"Dialogi z czarnym Platonem", Iwona Bińczycka-Kołacz, Wydawnictwo Novae Res



 Weekendy to czas, kiedy nie mogę odmówić sobie lektury. W ciągu tygodnia (w dni powszednie, jak kto woli), nie zawsze mam czas na chwilę z książką, jednak weekendzik należy do mnie! 😉 Tym razem sięgnęłam po powieść, która na początku zwróciła moją uwagę piękną szatą graficzną. Okładka z czarnym labradorem wśród rozsypanych jesiennych liści bardzo mi się spodobała. Od razu założyłam, że będzie to książka, która nie raz mnie rozbawi.
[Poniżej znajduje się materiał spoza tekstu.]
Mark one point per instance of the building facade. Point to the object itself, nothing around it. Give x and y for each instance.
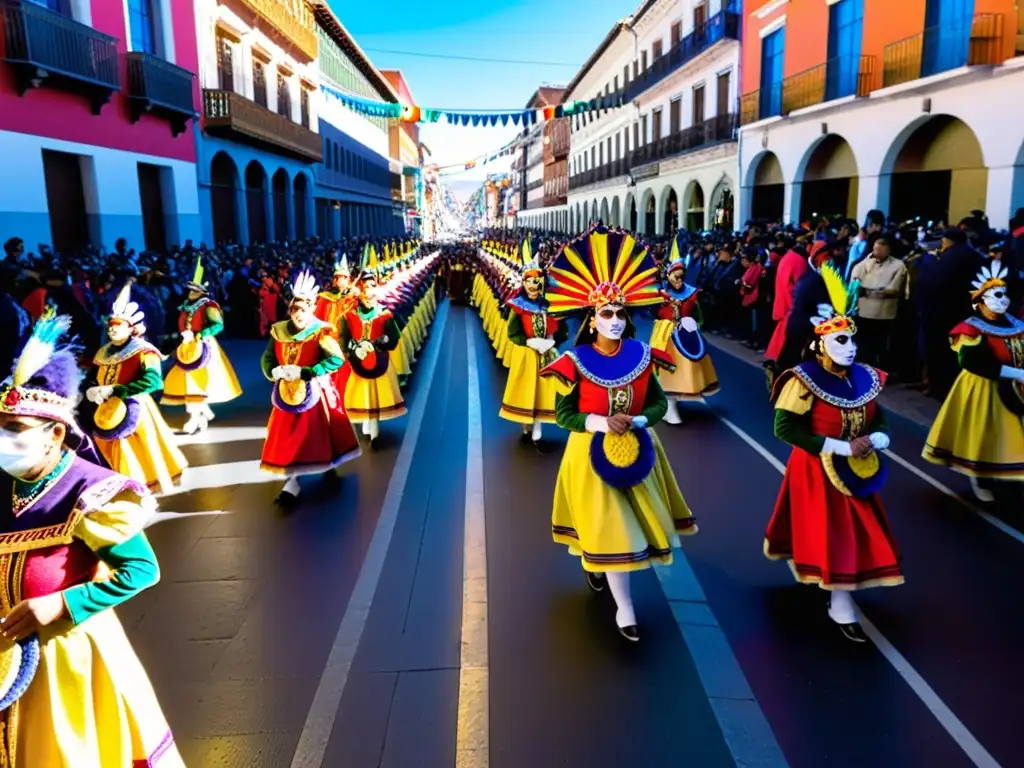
(354, 180)
(260, 102)
(909, 108)
(668, 158)
(98, 146)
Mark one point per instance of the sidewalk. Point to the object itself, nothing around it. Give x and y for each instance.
(910, 404)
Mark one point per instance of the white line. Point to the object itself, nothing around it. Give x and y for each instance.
(952, 725)
(324, 710)
(473, 737)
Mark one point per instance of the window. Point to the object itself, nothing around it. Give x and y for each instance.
(141, 27)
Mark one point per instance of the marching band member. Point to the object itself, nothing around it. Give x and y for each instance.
(130, 431)
(202, 375)
(616, 505)
(829, 522)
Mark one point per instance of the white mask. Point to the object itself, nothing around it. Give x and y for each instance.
(841, 347)
(996, 300)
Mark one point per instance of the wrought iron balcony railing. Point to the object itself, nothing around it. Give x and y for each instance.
(47, 48)
(160, 88)
(229, 113)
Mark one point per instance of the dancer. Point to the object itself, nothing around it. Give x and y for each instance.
(677, 333)
(979, 432)
(130, 431)
(826, 409)
(202, 375)
(534, 333)
(308, 431)
(616, 502)
(73, 548)
(368, 335)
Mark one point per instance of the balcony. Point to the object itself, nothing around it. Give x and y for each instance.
(292, 18)
(47, 48)
(940, 49)
(236, 117)
(160, 88)
(723, 26)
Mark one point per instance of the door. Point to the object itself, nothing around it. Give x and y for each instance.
(846, 23)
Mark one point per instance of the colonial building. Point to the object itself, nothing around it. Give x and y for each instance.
(667, 159)
(910, 108)
(260, 97)
(355, 178)
(97, 146)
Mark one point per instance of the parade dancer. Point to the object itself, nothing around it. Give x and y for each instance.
(677, 333)
(308, 431)
(202, 375)
(72, 548)
(979, 432)
(829, 522)
(616, 505)
(534, 334)
(130, 431)
(369, 333)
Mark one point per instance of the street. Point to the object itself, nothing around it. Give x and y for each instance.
(335, 635)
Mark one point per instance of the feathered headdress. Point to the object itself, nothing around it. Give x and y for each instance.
(837, 315)
(987, 279)
(602, 267)
(46, 376)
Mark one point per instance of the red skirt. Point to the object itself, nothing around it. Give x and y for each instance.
(832, 540)
(311, 441)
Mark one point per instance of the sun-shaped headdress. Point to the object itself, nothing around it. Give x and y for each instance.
(603, 266)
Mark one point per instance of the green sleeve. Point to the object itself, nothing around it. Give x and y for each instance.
(151, 380)
(655, 404)
(516, 333)
(135, 568)
(567, 414)
(269, 359)
(796, 430)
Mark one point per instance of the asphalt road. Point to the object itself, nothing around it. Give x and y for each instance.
(238, 635)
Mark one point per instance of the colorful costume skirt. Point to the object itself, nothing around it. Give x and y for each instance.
(975, 433)
(91, 704)
(309, 437)
(835, 541)
(148, 453)
(210, 380)
(527, 397)
(690, 381)
(614, 529)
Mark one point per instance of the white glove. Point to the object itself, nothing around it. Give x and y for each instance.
(1017, 374)
(839, 448)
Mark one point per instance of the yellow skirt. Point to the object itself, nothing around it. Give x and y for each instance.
(213, 383)
(91, 705)
(690, 381)
(527, 397)
(975, 433)
(369, 399)
(148, 455)
(614, 529)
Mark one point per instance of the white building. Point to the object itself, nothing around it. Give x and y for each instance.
(668, 158)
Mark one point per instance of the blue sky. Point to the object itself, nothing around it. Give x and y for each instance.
(556, 31)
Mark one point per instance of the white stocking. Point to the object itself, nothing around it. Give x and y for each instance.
(619, 583)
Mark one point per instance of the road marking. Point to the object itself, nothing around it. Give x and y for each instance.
(324, 710)
(473, 736)
(975, 752)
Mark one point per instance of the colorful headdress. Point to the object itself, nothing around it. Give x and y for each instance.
(46, 376)
(602, 267)
(839, 314)
(988, 278)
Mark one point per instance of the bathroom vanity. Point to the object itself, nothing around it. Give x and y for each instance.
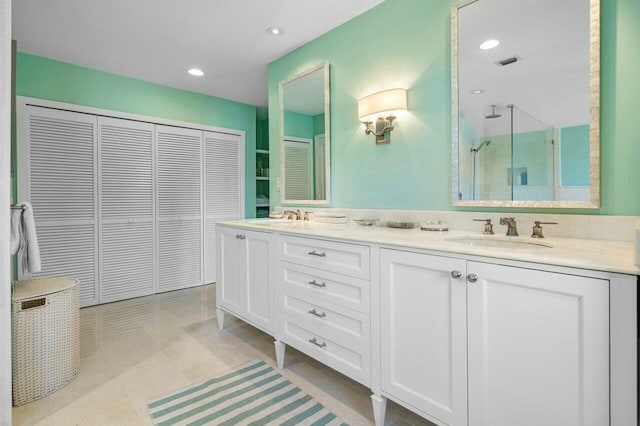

Opis z tyłu okładki zaś sprawił, że z miejsca zaczęłam ją czytać. 


 Bohaterką powieści Iwony Bińczyckiej-Kołacz, jest trzydziestodwuletnia Renata Palczewska. Kobieta pochodząca z niewielkiej kaszubskiej wsi, mieszka w wynajętym mieszkaniu w Krakowie. Jest doktorantką filozofii, którą jest zafascynowana. Szczególnie uwielbia Platona, a w swoim życiu kieruje się stoicyzmem. Natomiast "Despacito", to tytuł jej ulubionej piosenki, która dla niej ma głębszy sens. "Spokojnie", "pomału", "powoli", cechowało jej tok myślenia i działania. 😁  Renata prowadzi również wykłady na uczelni, dorabia jako tłumacz kaszubskiego. Kobieta jest singielką, ceniącą sobie swoją niezależność i wolność. Z najbliższą rodziną nie ma dobrych relacji, a wszystko przez to, iż najbliżsi nie mogli zrozumieć, iż córka zamiast życia na wsi, wybrała miasto. Gorszym od tego był kierunek, jakim kobieta się zajmowała, czyli filozofia. Z najlepszymi przyjaciółkami kontakty poluzowały się już dawno. Jedynym druhem Reni stał się jej czarny labrador, Platon, z którym uwielbiała prowadzić dialogi, a raczej monologi, choć czasami zdawać by się mogło, że pies doskonale rozumie swoją panią.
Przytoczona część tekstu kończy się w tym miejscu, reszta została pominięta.